Питер Боутс, серьезный молодой человек с жиденькими рыжеватыми волосами, глубокомысленно кивнул и аккуратно сложил перед собой кончики пальцев. Держался он важно, словно судья в мантии.

– Ничего страшного, если вы несколько лет подождете… – проговорил он.

– Ле-ет? – вскричала Марион и всхлипнула.

– Тебе еще только девятнадцать, – напомнил ей Питер. – И Марку тоже для начала нужно скопить хоть какой-нибудь капитал, а потом уже брать на себя ответственность за семью.

– Но я могу продолжать работать! – горячо возразила Марион.

– Все так говорят, – глубокомысленно покачал головой Питер. – А потом проходит два месяца – а у них на подходе ребенок.

– Питер! – строго сделала ему замечание жена.

Но он спокойно продолжил:

– Скажите, Марк, а у вас какие планы на будущее? Отцу Марион захочется узнать об этом.

Марк совсем не ожидал, что у него попросят представить отчет о своих делах, и он так сразу, навскидку, не смог сказать, каково его состояние на данный момент: сорок два фунта… но двенадцать шиллингов или семь шиллингов и шесть пенсов?

На следующее утро он проводил их на ледибургский поезд. На прощание он крепко обнял Марион и обещал писать каждый день, а Марион поклялась, что будет работать и собирать приданое, а также молить отца отказаться от глупого предубеждения против ранних браков.

Возвращаясь пешком со станции, Марк почему-то вспомнил весеннее утро во Франции, когда он шел с передовой; его отправили в запас, и он шагал, широко расправив плечи, ускоряя шаг, который снова стал упругим и плавным. Его демобилизовали, и он остался жив – в тот момент думать он ни о чем больше не мог.

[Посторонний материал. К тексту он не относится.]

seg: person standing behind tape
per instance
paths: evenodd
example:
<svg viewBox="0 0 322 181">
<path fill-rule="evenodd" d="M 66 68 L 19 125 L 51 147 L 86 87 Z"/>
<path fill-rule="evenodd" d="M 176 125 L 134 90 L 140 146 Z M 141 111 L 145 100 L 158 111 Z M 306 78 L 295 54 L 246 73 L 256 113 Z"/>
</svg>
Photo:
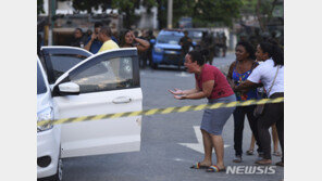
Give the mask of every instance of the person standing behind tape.
<svg viewBox="0 0 322 181">
<path fill-rule="evenodd" d="M 208 99 L 208 103 L 228 103 L 236 101 L 225 76 L 215 66 L 206 64 L 205 51 L 193 50 L 185 56 L 185 66 L 188 73 L 195 74 L 196 88 L 191 90 L 169 90 L 177 100 Z M 205 158 L 190 168 L 207 168 L 209 172 L 224 171 L 224 142 L 222 130 L 235 107 L 206 109 L 201 121 Z M 212 147 L 216 155 L 216 165 L 212 165 Z"/>
<path fill-rule="evenodd" d="M 136 38 L 129 29 L 125 29 L 120 37 L 121 48 L 137 48 L 138 52 L 145 52 L 149 49 L 150 43 L 147 40 Z"/>
<path fill-rule="evenodd" d="M 247 91 L 262 82 L 270 99 L 284 98 L 284 54 L 282 49 L 277 44 L 261 42 L 257 47 L 256 55 L 263 63 L 252 70 L 246 81 L 234 87 L 234 91 Z M 257 160 L 256 164 L 272 164 L 269 129 L 274 124 L 276 124 L 282 147 L 282 160 L 276 165 L 284 167 L 284 102 L 265 104 L 263 113 L 258 118 L 258 133 L 263 150 L 263 159 Z"/>
<path fill-rule="evenodd" d="M 248 41 L 239 41 L 236 44 L 236 61 L 231 64 L 227 80 L 233 88 L 234 86 L 238 86 L 243 81 L 245 81 L 253 68 L 256 68 L 259 64 L 255 62 L 255 50 L 252 44 Z M 237 101 L 247 101 L 247 100 L 257 100 L 258 93 L 257 89 L 251 89 L 247 92 L 235 92 Z M 249 127 L 251 129 L 252 134 L 255 135 L 256 143 L 258 145 L 258 154 L 262 156 L 262 148 L 260 145 L 260 141 L 258 138 L 258 126 L 257 118 L 253 116 L 253 109 L 256 105 L 249 106 L 239 106 L 234 111 L 234 148 L 235 148 L 235 157 L 233 159 L 234 163 L 242 163 L 243 158 L 243 131 L 244 131 L 244 122 L 245 115 L 247 116 Z"/>
</svg>

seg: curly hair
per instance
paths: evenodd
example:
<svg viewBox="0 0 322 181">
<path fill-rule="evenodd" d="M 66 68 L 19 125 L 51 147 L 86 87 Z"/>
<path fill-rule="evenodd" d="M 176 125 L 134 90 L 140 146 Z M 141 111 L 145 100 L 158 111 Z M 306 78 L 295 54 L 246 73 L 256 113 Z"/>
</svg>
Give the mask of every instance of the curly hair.
<svg viewBox="0 0 322 181">
<path fill-rule="evenodd" d="M 242 46 L 245 48 L 245 50 L 247 51 L 247 53 L 249 54 L 249 59 L 251 60 L 256 60 L 256 56 L 255 56 L 255 49 L 252 47 L 252 44 L 248 41 L 239 41 L 237 42 L 236 47 L 237 46 Z"/>
<path fill-rule="evenodd" d="M 270 57 L 274 61 L 274 66 L 284 66 L 284 52 L 280 48 L 278 43 L 272 41 L 264 41 L 259 43 L 260 49 L 263 53 L 268 53 Z"/>
<path fill-rule="evenodd" d="M 124 47 L 125 44 L 126 44 L 126 42 L 125 42 L 125 36 L 126 36 L 126 34 L 127 33 L 129 33 L 131 30 L 129 29 L 123 29 L 122 31 L 121 31 L 121 36 L 120 36 L 120 47 Z"/>
</svg>

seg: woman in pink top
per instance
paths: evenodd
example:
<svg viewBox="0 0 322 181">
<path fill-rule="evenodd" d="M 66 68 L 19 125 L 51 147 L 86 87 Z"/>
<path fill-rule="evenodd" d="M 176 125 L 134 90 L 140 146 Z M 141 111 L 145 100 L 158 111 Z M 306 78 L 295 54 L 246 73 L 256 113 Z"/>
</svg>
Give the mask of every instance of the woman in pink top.
<svg viewBox="0 0 322 181">
<path fill-rule="evenodd" d="M 228 103 L 236 101 L 236 96 L 225 76 L 215 66 L 205 64 L 205 53 L 190 51 L 185 56 L 187 70 L 195 74 L 196 88 L 191 90 L 170 90 L 177 100 L 208 99 L 208 103 Z M 201 132 L 205 147 L 205 158 L 190 168 L 206 168 L 207 171 L 224 171 L 224 143 L 222 130 L 235 107 L 206 109 L 201 121 Z M 212 165 L 212 147 L 216 155 L 216 165 Z"/>
</svg>

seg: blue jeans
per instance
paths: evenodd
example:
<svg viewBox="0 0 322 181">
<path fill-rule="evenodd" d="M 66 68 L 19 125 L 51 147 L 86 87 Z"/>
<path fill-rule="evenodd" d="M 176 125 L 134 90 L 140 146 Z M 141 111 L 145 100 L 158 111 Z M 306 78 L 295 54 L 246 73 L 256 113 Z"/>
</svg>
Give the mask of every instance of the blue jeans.
<svg viewBox="0 0 322 181">
<path fill-rule="evenodd" d="M 244 131 L 244 121 L 245 115 L 247 115 L 247 119 L 249 122 L 249 127 L 252 131 L 252 134 L 256 140 L 256 144 L 258 145 L 257 152 L 262 152 L 262 147 L 258 137 L 258 124 L 257 118 L 253 117 L 253 109 L 256 105 L 249 106 L 239 106 L 234 111 L 234 148 L 235 155 L 242 156 L 243 154 L 243 131 Z"/>
</svg>

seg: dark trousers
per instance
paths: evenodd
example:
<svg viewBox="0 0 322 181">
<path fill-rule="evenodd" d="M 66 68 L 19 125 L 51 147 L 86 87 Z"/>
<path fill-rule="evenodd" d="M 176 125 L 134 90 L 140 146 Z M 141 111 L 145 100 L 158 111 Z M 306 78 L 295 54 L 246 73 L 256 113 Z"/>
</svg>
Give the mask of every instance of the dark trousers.
<svg viewBox="0 0 322 181">
<path fill-rule="evenodd" d="M 270 99 L 284 96 L 284 92 L 277 92 Z M 284 161 L 284 102 L 265 104 L 263 115 L 258 118 L 258 132 L 265 159 L 272 159 L 271 134 L 269 129 L 276 124 L 280 144 L 282 147 L 282 161 Z"/>
<path fill-rule="evenodd" d="M 253 117 L 253 109 L 256 105 L 249 106 L 239 106 L 234 111 L 234 148 L 235 154 L 243 154 L 243 131 L 244 131 L 244 121 L 245 115 L 247 115 L 247 119 L 249 122 L 249 127 L 252 131 L 252 134 L 256 140 L 256 144 L 258 145 L 257 152 L 262 152 L 261 144 L 258 137 L 258 126 L 257 118 Z"/>
</svg>

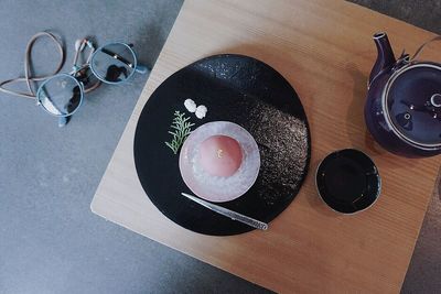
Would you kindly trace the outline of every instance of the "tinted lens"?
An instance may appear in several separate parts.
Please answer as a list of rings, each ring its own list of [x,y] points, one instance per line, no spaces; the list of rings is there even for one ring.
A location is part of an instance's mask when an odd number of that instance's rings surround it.
[[[133,74],[136,57],[128,45],[109,44],[94,54],[90,66],[99,79],[121,83]]]
[[[73,76],[58,75],[43,83],[36,95],[41,106],[49,112],[66,117],[79,107],[83,89]]]

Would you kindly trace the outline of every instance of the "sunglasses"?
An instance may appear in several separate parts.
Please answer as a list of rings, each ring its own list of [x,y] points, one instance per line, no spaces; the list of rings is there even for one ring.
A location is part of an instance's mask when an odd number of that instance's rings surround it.
[[[84,94],[87,92],[85,87],[93,79],[117,85],[129,80],[135,73],[147,73],[147,67],[138,64],[131,44],[109,43],[97,50],[94,50],[92,43],[86,44],[92,53],[85,65],[75,65],[76,55],[72,73],[47,78],[36,91],[37,105],[55,117],[66,118],[74,115],[83,104]]]

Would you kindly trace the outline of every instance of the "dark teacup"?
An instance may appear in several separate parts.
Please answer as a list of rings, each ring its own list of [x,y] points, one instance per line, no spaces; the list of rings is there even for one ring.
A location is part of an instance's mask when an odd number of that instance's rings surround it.
[[[370,207],[381,189],[374,162],[355,149],[329,154],[319,164],[315,181],[322,199],[342,214],[354,214]]]

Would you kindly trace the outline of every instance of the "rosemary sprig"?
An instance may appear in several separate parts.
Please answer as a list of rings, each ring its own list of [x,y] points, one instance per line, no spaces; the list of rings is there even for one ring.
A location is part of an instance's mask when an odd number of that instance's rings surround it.
[[[174,111],[174,119],[172,126],[170,126],[172,131],[169,131],[169,133],[173,135],[173,139],[171,142],[164,142],[174,154],[178,154],[179,149],[192,132],[191,128],[194,126],[194,123],[189,121],[190,117],[184,118],[184,116],[185,113]]]

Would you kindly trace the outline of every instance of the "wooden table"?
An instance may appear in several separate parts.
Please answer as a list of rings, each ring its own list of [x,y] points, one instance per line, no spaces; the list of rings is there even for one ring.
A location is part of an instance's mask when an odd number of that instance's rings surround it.
[[[278,292],[400,290],[431,196],[440,156],[407,160],[366,133],[366,79],[376,58],[372,34],[413,52],[432,34],[336,0],[186,0],[119,141],[92,210],[148,238]],[[133,133],[152,91],[179,68],[208,55],[259,58],[294,86],[312,133],[309,176],[268,231],[209,237],[165,218],[146,196],[133,163]],[[435,57],[434,50],[424,53]],[[329,152],[356,148],[379,167],[373,208],[337,215],[318,197],[314,171]]]

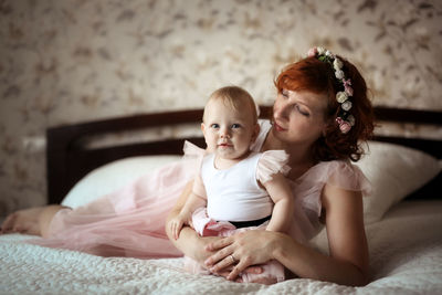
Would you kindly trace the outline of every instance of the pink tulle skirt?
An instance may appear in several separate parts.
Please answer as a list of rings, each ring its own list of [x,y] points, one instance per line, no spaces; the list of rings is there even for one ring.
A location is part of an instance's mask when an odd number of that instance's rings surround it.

Дики Лэнком сидел, водрузив на стол скрещенные ноги в начищенных до блеска штиблетах. Он поднял глаза от газеты; в другой руке с изящно отставленным мизинцем он держал чашку с чаем.

– Радуйтесь, грядет герой-победитель, его утомленный меч висит у него на плече…

– Да ладно тебе, Дики!

– …коленки его трясутся, глаза налиты кровью, брови дрожат…

– Звонки были? – серьезно спросил Марк.